Sunday, September 8, 2024
Homepandas The strongest Pandas replacement--Polars

[Python Basics] The strongest Pandas replacement–Polars

Polars is a high-performance DataFrame library for manipulating structured data. It can be said to be the most promising package to replace pandas. At its core, Polars is written in Rust, but the library also provides a Python interface. Its main features include:

  • Fast: Polars is written from scratch, tightly integrated with the machine, and has no external dependencies.
  • I/O: Best-in-class support for all common data storage tiers: local, cloud storage, and database.
  • Ease of use: Write queries with original intent.

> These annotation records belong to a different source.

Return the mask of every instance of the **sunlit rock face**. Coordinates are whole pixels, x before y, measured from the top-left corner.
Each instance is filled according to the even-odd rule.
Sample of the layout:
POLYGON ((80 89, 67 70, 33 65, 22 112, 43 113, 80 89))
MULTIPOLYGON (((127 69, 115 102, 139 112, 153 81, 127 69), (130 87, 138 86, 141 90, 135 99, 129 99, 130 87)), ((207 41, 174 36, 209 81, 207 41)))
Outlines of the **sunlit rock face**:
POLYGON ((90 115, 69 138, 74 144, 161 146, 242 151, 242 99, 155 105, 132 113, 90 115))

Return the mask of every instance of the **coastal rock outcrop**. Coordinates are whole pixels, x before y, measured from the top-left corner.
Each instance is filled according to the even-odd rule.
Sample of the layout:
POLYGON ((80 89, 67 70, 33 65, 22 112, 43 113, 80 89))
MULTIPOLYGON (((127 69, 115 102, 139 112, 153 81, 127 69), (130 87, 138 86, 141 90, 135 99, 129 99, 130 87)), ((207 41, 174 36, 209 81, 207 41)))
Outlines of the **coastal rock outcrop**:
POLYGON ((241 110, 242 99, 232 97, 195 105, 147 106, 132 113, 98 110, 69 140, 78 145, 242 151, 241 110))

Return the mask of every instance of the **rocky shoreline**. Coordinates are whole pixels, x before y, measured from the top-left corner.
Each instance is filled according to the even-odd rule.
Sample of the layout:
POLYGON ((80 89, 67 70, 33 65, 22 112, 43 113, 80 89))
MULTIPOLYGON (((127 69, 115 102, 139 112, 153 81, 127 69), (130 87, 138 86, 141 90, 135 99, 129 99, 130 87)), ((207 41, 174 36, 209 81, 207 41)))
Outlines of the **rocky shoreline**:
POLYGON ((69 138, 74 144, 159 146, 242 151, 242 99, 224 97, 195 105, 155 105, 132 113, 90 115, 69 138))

Internally Polars uses its query optimizer to determine the most efficient way to perform.
  • Offline processing: Polars supports offline data conversion through its streaming API. This allows you to process the results without having to store all the data in memory at the same time.
  • Parallel Processing: Polars takes full advantage of computer performance by distributing the workload among available CPU cores without requiring additional configuration.
  • Vectorized query engine: Polars uses Apache Arrow, a columnar data format, to process queries in a vectorized manner. It uses SIMD to optimize CPU usage.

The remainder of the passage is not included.